It is often presumed in the footballing world that when a player reaches 30 his best years are all of a sudden behind him. Between the ages of 25 to 30, many players play there football at such a level they are labelled as being in the prime of their career. However, in the case of Celtic and Scotland midfielder Scott Brown his career has taken a totally different path.
Signed from Hibernian in the 2007/2008 season by Celtic, Brown was undoubtedly the golden boy of a Hibs side filled with an array of talent and potential.
Having broken into the side in 2002, as an extremely raw midfielder cum striker, he immediately caught the eye with his fiery demeanour and snarling approach to his play.

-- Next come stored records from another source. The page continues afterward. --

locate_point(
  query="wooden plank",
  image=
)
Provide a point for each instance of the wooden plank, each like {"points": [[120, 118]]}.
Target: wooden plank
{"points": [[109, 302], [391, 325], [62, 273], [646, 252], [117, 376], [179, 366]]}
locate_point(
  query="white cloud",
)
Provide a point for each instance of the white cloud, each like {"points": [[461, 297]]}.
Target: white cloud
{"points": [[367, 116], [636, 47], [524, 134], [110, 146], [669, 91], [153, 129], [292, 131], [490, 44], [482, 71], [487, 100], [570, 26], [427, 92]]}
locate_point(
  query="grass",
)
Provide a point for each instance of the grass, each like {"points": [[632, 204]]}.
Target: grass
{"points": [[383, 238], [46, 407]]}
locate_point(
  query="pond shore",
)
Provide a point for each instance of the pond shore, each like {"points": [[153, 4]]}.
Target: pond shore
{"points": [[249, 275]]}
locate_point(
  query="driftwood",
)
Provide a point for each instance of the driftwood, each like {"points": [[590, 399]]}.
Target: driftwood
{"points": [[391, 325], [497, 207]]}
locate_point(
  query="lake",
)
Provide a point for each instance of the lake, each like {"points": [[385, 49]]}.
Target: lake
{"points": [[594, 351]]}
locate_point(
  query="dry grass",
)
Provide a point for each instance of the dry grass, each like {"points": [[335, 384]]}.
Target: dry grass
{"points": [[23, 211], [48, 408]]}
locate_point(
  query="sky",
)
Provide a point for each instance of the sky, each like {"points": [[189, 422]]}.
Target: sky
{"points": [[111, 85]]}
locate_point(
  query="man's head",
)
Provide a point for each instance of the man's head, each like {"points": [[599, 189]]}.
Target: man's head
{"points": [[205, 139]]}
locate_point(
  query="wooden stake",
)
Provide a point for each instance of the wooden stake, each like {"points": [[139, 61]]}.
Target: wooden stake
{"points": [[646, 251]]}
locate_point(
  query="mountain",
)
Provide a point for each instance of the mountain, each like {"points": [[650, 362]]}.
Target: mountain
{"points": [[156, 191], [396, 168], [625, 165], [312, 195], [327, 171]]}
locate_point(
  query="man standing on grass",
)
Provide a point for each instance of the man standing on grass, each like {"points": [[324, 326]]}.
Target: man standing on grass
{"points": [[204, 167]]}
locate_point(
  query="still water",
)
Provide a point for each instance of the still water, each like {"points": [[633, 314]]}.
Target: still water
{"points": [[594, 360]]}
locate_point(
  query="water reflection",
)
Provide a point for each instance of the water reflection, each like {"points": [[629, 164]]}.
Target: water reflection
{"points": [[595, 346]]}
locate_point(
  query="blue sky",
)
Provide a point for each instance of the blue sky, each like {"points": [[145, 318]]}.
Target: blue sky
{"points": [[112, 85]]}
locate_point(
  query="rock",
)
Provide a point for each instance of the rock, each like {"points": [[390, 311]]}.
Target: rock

However, Brown was also a player who garnered praise for his high stamina, brave tackling and endeavour on the ball, shaping him into a box to box midfielder which sadly, Scotland did not possess at that time.
Making 110 appearances for Hibs, winning the Scottish League Cup and reaching Europe during his time there, Brown was in high demand from teams north and south of the border before he finally joined Celtic in his £4.4m move – a record fee between two Scottish clubs.
You would be forgiven then for thinking that Brown would have reached his potential as a 26 year old that was in his 5th year at the club, but it has been a completely different story.
Signed by Gordon Strachan who commented on Brown, ‘He can play at a really high level, that’s for sure.’, he was entrusted with retaining the SPL title for Celtic, as well as providing the catalyst for Gordon Strachan to build a free-flowing attacking team who would dominate the domestic game.
However, somewhere along the line, both men decided that Brown would not stick to what he did best, which was attacking opposition defenders in the last third, using his exceptional power and direct play.
Instead he was reverted into a sitting midfielder with the prime aim of passing the ball from side to side, bringing key wide men such as Aiden McGeady and Shunsuke Nakamura into the creative and damaging positions.
To the detriment of Brown’s game, this style of play did not suit, and it became apparent fairly early on that he would have to adapt a lot to produce high quality performances as he had done at Hibs.
The Fife born midfielder has never been a player blessed with a precise, accurate and assured weight of pass and through his early spell with the Edinburgh side, he was renowned for his power, agility and ability to play a high pressure game with his snarling character.
This begs the question then, did Gordon Strachan sign the wrong player?
His midfield partner for much of his Hibs career was Kevin Thomson, who moved to city rivals Rangers 6 months before Browns move, and his style of play was very much suited to the patient passing Strachan wanted.
Strachan attempted to create a side which was solid from Goalkeeper through to his Central defenders and midfielders, allowing the full backs and wide men to provide the width, creativity and flamboyancy needed to balance the solidity provided by the core of the team.
However, Browns free roaming, raw style of play did not suit this, and from the point that Brown signed for Celtic, it was fairly apparent he would not fit into the side unless he adapted.
It is only now, in a Celtic side managed by Neil Lennon, Scott Brown is beginning to look like his old self.
Although not there yet, the now captain has put together assured performances in both a Celtic and Scotland shirt which lead us to believe that he is proving he belongs at the top level, something which has never been doubted in the mind of Brown himself.
It is testament to Browns character, that where a player with a weaker mentality may have caved due to the pressure the captain has been under, he has been able to continually make himself available despite never really hitting a sustained good run of form in a Celtic shirt.
In my own opinion, Neil Lennon see’s definite similarities between his own personality and that of Browns and due to this, he has remained the Celtic captain, and part of the team.
Also his move from central midfield to right midfield, has allowed him to play with more freedom of expression, something which was a cornerstone to his play when he first broke on the scene for Hibernian.
Brown may yet prove to be the exception to the case that players hit their peak later in their career, but he is steadily going about realising the potential that seemed lost, which begs the question ‘Will there be more to come?’.